Corporate Tax

an rising reliance on corporate taxes

The Treasury Department’s annual tax report contains two different messages. The first is that tax revenues held up remarkably well during the pandemic due to the unusual nature of the economic blow. The second is the increasing reliance on corporate tax revenues, more than half of which are now paid by just 10 large corporations. This is rightly identified as a “significant risk to public finances”.

When the pandemic hit in late February 2020, there were fears of significant damage to public finances. Public spending has indeed risen massively as a result. But tax revenues were surprisingly robust and at the end of 2020 were only 3.6 percent below the previous year. This contrasts with a drop in tax revenues by a third after the financial crash.

It is noteworthy that personal income tax receipts only decreased by 1 percent in 2020, as job losses occurred almost exclusively in sectors with relatively low wage rates and thus limited tax revenues. In contrast, more highly paid industries remained in operation. There has been a sharp drop in spending taxes, with VAT revenue falling 18 percent each year.

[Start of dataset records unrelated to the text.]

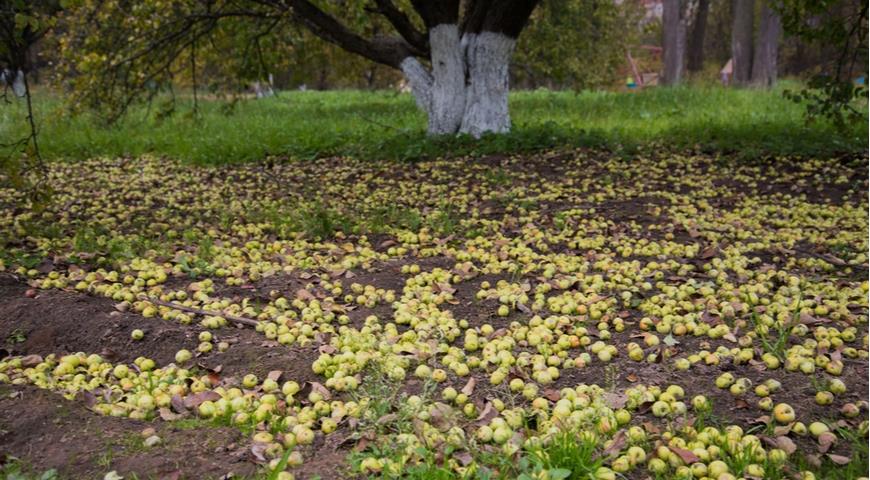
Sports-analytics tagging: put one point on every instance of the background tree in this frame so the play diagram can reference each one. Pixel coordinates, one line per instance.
(673, 40)
(766, 51)
(23, 23)
(839, 28)
(695, 61)
(576, 44)
(741, 41)
(456, 62)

Corporate tax revenues are now closely tied to the assets and decisions of a small number of primarily US companies

The numbers were bolstered by another record year in corporate tax revenue, which was nearly € 12 billion and one in every € 5 of taxes collected. The rise in corporate taxes, fueled by rising contributions from some large corporations, has given the treasury vital support.

However, it also indicates a vulnerability for the future. As the report shows, corporate tax revenues are now closely tied to the assets and decisions of a small number of primarily US companies. The multinational sector also tends to pay higher wages and job losses in this area would quickly lead to lower income taxes.

Treasury Secretary Paschal Donohoe has a $ 2 billion drop in annual corporate tax revenue by 2025. A significant portion of our annual tax revenue now depends on the outcome of those talks and the response of large multinational corporations. This risk must be taken into account in important decisions on the 2022 budget.